With the next municipal elections in October, Stettler and area community members are already thinking of candidates, and who would represent them best in their communities; while present councillors are wondering whether to take another shot at it.
The election will be held at the Stettler Community Hall from 10 a.m. to 8 p.m. on Monday, Oct. 16.
To be a candidate, one must be at least 18 years of age on Nomination Day, Sept. 18; a Canadian citizen and must have been a resident of the Town of Stettler, if running for town elections, or the County of Stettler, if running for county, for six consecutive months preceding nomination day.
“I have really enjoyed being part of a team that leads the community down the path of growth and sustainability,” said Mayor Dick Richards about his tenure. “We strive to make Stettler a better place to live and raise a family. There is a fine balance between taxation and providing a high level of services for all to enjoy, and being part of the team that does this, has given me a great sense of satisfaction.”
According to Richards, whether the community members vote or attend forums or puts up their names for election, all citizens play a role in the electoral process.
“We are blessed to live in a country that allows for this process, not all are as fortunate as we are,” Richards added.
For town councillor, Malcolm Fischer, it is time for people to decide whether they want to return to the race or join it for the first time.
“It is time not only for incumbent councillors to decide if they wish to run again, but also for other interested citizens to perhaps enter the fray,” Fischer said. “Since becoming a councillor, I’ve often said that this is something every citizen of the town should contemplate doing, as it is a great perspective builder and enables far better appreciation of services we take for granted on a daily basis.”
Fischer said that many people work effectively and competently to ensure that the Stettler community has great facilities and services right here in town, but often they cannot appreciate them fully because they really have such limited knowledge of how the services work.
“Becoming a councillor enables one to learn so much, and make positive contributions to Stettler’s prosperity and quality of life,” Fischer said. “It is the very key to see the ‘bigger picture’ when one becomes a councillor.
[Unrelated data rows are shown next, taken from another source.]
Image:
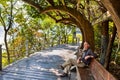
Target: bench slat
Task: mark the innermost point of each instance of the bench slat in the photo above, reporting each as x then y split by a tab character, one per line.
99	72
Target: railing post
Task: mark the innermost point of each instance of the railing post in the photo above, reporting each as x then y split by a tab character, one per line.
0	57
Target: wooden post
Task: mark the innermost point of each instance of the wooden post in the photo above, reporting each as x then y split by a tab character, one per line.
0	57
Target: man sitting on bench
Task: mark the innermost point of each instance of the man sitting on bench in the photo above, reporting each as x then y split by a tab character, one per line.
82	61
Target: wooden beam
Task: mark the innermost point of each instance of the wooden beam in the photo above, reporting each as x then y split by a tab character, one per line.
0	57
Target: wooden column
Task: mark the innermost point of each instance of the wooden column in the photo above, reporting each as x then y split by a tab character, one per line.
0	57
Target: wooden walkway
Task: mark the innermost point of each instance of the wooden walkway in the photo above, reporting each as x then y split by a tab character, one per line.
43	65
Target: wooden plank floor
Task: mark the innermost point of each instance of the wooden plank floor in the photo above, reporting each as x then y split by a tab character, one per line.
43	65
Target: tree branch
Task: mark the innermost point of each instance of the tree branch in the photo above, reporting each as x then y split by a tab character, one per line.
33	4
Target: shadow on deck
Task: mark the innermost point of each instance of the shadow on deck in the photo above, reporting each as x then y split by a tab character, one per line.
43	65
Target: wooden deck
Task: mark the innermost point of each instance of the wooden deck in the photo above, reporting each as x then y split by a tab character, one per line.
43	65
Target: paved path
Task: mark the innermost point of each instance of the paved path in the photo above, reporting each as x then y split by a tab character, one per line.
43	65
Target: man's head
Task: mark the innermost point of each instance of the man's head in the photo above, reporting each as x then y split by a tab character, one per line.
86	45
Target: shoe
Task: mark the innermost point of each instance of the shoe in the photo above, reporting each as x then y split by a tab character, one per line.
64	75
62	67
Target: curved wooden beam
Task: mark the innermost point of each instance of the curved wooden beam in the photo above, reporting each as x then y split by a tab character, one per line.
83	22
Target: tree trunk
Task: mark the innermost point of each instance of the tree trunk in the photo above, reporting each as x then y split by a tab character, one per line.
109	49
104	41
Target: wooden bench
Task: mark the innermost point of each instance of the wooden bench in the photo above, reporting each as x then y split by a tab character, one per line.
95	71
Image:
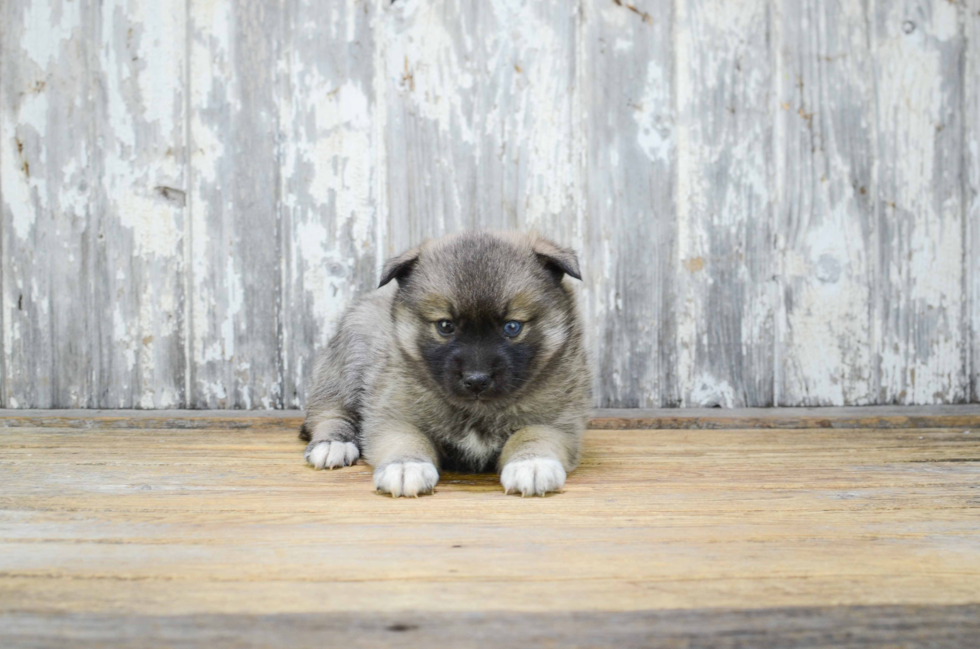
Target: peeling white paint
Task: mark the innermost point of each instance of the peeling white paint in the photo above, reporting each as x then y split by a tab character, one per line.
804	256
All aspects of the town’s operation must become areas of focus, and one’s attention cannot be limited to a narrow area of personal interest.”
Yvette Cassidy, County of Stettler’s Assistant CAO weighed in, saying, “Our role as a municipality is to ensure that every voter has a chance to vote.
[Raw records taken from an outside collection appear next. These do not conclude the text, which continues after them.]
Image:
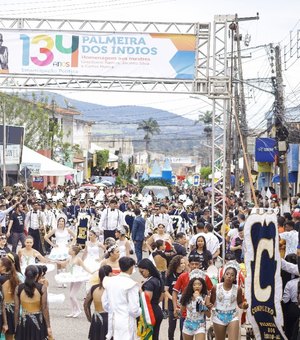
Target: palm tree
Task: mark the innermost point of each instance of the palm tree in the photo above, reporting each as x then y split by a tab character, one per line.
150	128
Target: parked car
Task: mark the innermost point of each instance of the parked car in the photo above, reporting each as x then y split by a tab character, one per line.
159	191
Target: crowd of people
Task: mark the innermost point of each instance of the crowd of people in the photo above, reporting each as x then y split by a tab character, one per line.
99	236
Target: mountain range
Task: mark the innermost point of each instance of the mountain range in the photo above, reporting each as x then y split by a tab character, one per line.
178	134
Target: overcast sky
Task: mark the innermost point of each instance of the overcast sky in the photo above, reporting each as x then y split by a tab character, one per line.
277	19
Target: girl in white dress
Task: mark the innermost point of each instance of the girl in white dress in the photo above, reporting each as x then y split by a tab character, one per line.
76	273
63	235
28	256
122	242
92	255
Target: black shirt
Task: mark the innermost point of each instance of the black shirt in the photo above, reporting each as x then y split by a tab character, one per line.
204	257
153	284
18	222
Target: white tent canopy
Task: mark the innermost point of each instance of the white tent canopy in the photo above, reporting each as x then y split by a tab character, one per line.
112	157
48	166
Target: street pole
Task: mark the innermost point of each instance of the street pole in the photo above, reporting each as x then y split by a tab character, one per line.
4	150
243	119
281	135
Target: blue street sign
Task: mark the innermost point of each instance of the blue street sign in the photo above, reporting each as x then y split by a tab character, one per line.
173	179
196	180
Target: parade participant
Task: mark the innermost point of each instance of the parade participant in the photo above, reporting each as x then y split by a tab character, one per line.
9	281
121	300
14	258
226	297
154	287
63	235
111	219
185	222
212	241
196	301
28	255
122	242
33	321
129	215
76	273
4	250
181	284
4	212
16	227
236	245
180	244
290	235
35	224
91	255
160	235
113	253
175	268
137	234
201	251
99	319
83	221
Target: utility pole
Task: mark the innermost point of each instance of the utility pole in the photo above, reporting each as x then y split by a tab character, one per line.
242	107
281	134
4	150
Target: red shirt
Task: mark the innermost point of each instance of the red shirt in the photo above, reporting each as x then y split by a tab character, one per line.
184	280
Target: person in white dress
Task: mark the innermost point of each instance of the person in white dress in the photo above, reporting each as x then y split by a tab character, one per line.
28	256
60	248
92	252
76	273
122	242
121	300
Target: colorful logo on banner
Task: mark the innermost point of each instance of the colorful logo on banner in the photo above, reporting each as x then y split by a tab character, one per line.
265	149
263	282
121	54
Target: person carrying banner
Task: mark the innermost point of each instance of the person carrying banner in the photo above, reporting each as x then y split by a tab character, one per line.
226	297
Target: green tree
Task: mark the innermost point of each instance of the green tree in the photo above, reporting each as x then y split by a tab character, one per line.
28	113
205	172
102	157
150	127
“We make sure there are accessible polling stations, appropriate amounts of notice regarding the election and to encourage all eligible voters to exercise their right to vote. A successful election for us is one in which voter turnout is high, and everyone is able to exercise their right to vote.”
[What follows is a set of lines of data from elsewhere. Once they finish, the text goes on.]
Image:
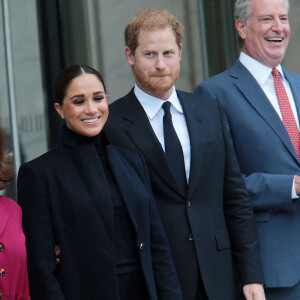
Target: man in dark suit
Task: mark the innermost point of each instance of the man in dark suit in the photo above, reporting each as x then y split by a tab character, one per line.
205	212
262	111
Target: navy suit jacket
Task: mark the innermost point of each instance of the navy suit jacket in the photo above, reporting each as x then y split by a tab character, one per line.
211	227
66	201
269	162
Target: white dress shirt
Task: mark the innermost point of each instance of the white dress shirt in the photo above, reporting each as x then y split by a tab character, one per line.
264	77
155	113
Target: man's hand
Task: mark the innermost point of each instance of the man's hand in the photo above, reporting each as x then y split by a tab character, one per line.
57	253
254	291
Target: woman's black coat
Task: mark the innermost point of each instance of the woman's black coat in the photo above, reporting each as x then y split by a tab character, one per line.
65	201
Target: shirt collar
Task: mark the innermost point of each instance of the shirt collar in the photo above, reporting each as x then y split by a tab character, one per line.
152	104
258	70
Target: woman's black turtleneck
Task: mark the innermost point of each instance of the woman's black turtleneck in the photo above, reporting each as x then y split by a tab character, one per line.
125	247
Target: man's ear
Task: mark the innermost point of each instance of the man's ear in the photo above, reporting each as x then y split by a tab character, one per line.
241	28
129	56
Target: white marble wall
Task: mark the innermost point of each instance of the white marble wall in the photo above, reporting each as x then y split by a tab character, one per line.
27	78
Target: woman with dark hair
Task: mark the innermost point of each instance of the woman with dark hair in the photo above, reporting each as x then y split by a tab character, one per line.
94	200
13	264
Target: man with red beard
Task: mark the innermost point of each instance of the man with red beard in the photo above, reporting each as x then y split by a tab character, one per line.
194	173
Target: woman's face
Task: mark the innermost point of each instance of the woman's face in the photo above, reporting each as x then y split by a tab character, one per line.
85	107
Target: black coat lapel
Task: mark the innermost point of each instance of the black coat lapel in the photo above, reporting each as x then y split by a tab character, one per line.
90	175
130	185
142	135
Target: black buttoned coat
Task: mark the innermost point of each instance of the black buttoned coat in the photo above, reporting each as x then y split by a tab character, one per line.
65	201
211	227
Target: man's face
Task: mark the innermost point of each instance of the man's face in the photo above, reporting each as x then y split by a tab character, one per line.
156	61
266	35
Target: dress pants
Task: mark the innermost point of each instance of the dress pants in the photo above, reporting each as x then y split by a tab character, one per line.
200	294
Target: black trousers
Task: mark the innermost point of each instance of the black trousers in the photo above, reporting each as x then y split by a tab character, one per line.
132	286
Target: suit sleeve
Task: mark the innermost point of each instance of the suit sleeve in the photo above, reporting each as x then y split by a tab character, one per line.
267	191
165	276
40	240
239	218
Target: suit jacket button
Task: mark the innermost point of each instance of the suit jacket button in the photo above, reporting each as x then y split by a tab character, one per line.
142	246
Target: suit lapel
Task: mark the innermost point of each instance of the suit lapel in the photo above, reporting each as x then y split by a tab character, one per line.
143	136
96	189
249	87
197	134
129	184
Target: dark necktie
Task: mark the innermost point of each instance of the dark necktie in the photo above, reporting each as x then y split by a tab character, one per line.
173	147
286	112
Looking back on his term, County Reeve, Wayne Nixon said that he has enjoyed the journey as the councillor for three terms, and reeve for two.
“The learning curve is steep, but when I had the time to reflect on our role as councillors, I realized that one of the most important relationships we have is with the provincial governments,” Nixon added. “If we are successful in advocating for our ratepayers, we can realize results like grants for roads and highways, water projects, hospital and ambulance improvements, fire apparatus, joint municipal grants for libraries and many others.”
According to Nixon, it is important to participate in all elections, particularly municipal ones, where each vote is more likely to affect the outcome.
With less than eight months remaining, residents of both town and county are gearing up to exercise their democratic rights, knowing full well the reverberations of the election results will be felt for the next four years.